Mit Blick auf die kommunale Urnenabstimmung am 14. Juni 2026 empfiehlt der Vorstand der Grünliberalen Rapperswil-Jona die Vorlage «zum Planungskredit über 3,8 Millionen Franken für die Stadt- und Strassenräume im Zusammenhang mit dem Stadttunnel» zur Ablehnung,
Die GLP will eine lebenswerte Stadt mit attraktiven öffentlichen Räumen sowie einer nachhaltigen Verkehrsplanung. Die Aufwertung der Stadt- und Strassenräume ist aus Sicht der GLP richtig und wichtig. Diese Vorlage setzt jedoch die falschen Prioritäten.
Mit dem Planungskredit sollen Strassen- und Stadträume geplant werden, die ausschliesslich im Zusammenhang mit einem späteren Stadttunnel umgestaltet werden könnten.
Gleichzeitig werden dringend notwendige Massnahmen, die unabhängig vom Tunnel umgesetzt werden könnten, weiterhin nicht konsequent vorangetrieben.

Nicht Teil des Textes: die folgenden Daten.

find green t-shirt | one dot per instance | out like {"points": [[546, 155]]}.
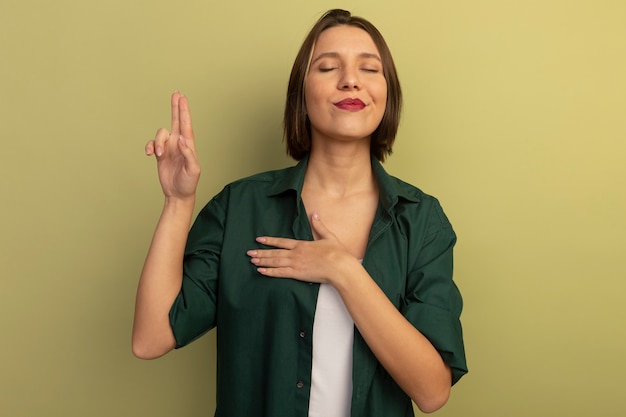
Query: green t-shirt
{"points": [[264, 325]]}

Die im Gesamtverkehrskonzept 2040 vorgesehenen «Ohnehin-Massnahmen» bleiben liegen.
GLP fordert gesamtheitliche Planung
Für die GLP ist problematisch, dass die Stadt ihre Planung vollständig auf ein Projekt ausrichtet, dessen Realisierung alles andere als sicher ist. Ob der Stadttunnel jemals gebaut wird, ist offen.
Sollte das Projekt in einer späteren kommunalen oder kantonalen Abstimmung scheitern, müssten wesentliche Teile der heutigen Planung neu erarbeitet werden.
Die GLP fordert deshalb eine gesamtheitliche Planung mit oder ohne Tunnel sowie konkrete Verbesserungen für die Bevölkerung bereits heute – etwa für den Fuss- und Veloverkehr, den öffentlichen Verkehr und die Gestaltung der Strassenräume.
Der Vorstand der GLP Rapperswil-Jona empfiehlt deshalb ein Nein zum Planungskredit.